In December 2025, following standout performances in her first five games at the club, Butrus extended her contract with Melbourne City through to 2027. She was particularly impactful in the club's three Champions League group stage matches in Vietnam, providing two goals and three assists, as well as performing an impressive rainbow flick.

==State career==
Butrus was selected to play for Victoria at the 2023 Emerging Matildas Championships in Wollongong, New South Wales. In Pool A, she scored goals in two consecutive matches against Queensland and the Australian Capital Territory, before scoring a glut (five goals) against Western Australia. She then scored once again in the semi-final against South Australia which sent Victoria to the final, where they were defeated by hosts New South Wales Metro at Wollongong Showground.

==International career==
Butrus has represented Australia for the under-17s (Junior Matildas), and has been called for the under-20s (Young Matildas).
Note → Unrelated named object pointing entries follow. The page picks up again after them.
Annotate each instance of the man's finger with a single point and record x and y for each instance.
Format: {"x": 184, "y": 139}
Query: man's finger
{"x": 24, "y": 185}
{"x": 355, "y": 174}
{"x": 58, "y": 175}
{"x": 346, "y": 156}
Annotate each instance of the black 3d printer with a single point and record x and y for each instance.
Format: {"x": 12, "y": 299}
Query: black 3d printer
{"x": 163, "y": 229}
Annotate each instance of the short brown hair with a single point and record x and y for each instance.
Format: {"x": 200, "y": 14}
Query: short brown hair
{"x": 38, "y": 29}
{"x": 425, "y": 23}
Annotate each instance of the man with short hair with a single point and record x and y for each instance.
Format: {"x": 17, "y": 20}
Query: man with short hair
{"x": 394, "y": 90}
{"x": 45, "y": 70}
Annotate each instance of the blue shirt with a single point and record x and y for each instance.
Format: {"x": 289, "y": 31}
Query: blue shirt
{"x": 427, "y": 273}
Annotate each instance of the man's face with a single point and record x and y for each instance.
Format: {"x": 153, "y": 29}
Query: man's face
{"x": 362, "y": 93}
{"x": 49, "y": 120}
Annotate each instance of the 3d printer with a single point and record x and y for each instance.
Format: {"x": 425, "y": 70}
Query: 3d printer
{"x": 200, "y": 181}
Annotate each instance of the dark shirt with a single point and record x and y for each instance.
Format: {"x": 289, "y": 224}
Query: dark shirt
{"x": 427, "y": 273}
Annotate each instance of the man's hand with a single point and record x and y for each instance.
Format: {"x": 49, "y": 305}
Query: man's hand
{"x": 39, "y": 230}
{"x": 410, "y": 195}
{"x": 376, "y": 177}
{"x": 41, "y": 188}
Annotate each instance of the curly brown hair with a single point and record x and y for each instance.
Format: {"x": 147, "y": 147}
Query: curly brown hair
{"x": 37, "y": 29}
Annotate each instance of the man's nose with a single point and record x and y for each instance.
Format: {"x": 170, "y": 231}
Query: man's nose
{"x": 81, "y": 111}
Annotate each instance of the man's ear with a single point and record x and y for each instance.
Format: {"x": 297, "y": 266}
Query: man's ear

Butrus was part of Rae Dower's 23-player squad at the 2024 AFC U-17 Women's Asian Cup. The tournament was seen as a failure for the Junior Matildas, which finished last in their Group B.

Butrus was named for the Young Matildas in Alex Epakis' squad for a two-game friendly series against South Korea at the Australian Institute of Sport (AIS) in Canberra on 28 and 30 November 2025. However, she withdrew from the squad alongside Western Sydney Wanderers midfielder Talia Younis due to both having injuries.

Butrus was selected by Epakis as part of Australia's 23-player squad for the 2026 AFC U-20 Women's Asian Cup in Thailand.

==Personal life==
Butrus is of Assyrian descent and is a Syriac Christian.